Dank 20'000 Pfund Preisgeld zahlen sich die drei Erfolge in der Qualifikation in Sheffield aber auch finanziell für Ursenbacher aus. Und die Chancen sind intakt, dass das Abenteuer eine Fortsetzung findet. «Alexanders Vorteile sind, dass er eingespielt ist und dass das Crucible nicht wie gewohnt mit Zuschauern gefüllt sein wird», sagte Stähli. Wegen der Coronavirus-Pandemie greifen die 16 Gesetzten in Sheffield ohne Spielpraxis ins Geschehen ein.

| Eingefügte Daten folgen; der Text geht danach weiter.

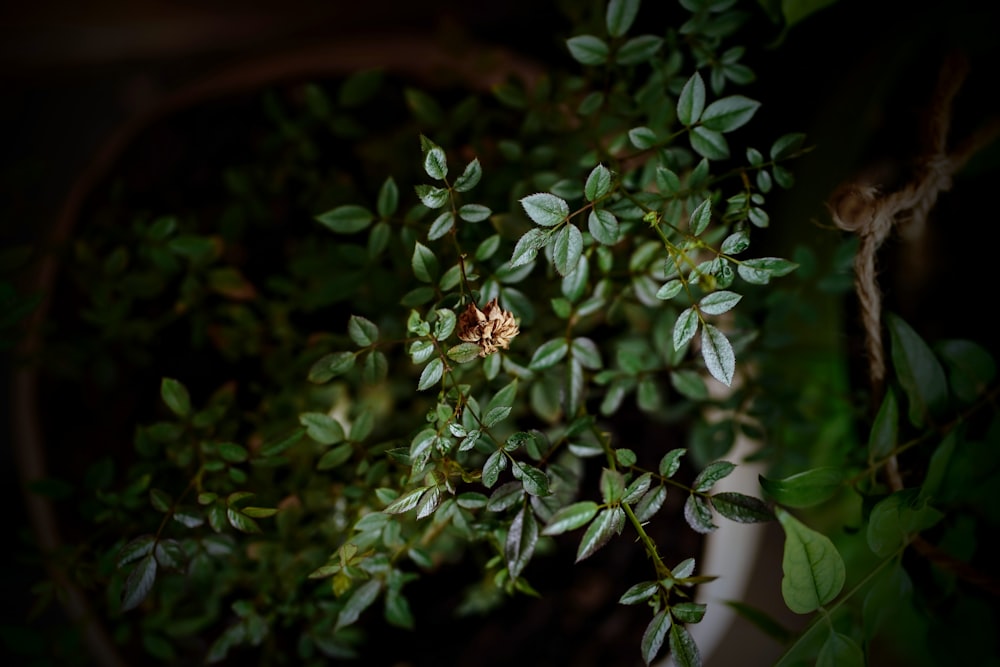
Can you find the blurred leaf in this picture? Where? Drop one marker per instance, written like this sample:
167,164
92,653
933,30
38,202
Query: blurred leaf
361,598
571,517
346,219
588,49
139,583
522,536
654,635
176,396
813,569
805,489
691,102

Der Präsident von Swiss Snooker traut Ursenbacher sogar den ganz grossen Coup zu. «Allerdings müsste schon alles perfekt zusammenpassen», so Stähli. Erfahrung und Routine sind im Snooker enorm wichtig – und in Sheffield im Kampf um den WM-Titel aufgrund der besonderen Umstände womöglich entscheidend. Erst zwei Qualifikanten schafften es dort, am Ende auch den Titel zu gewinnen: Der Waliser Terry Griffiths 1979 und der Engländer Shaun Murphy 2005.
Eröffnet wird die WM, die ursprünglich Ende April hätte beginnen sollen, am Freitag, wenn der englische Titelverteidiger Judd Trump gegen Tom Ford antritt. Erstmals seit dem Lockdown sind in Grossbritannien an einem Indoor-Event wieder eine beschränkte Anzahl Zuschauer zugelassen, was von einzelnen Spielern stark kritisiert wurde.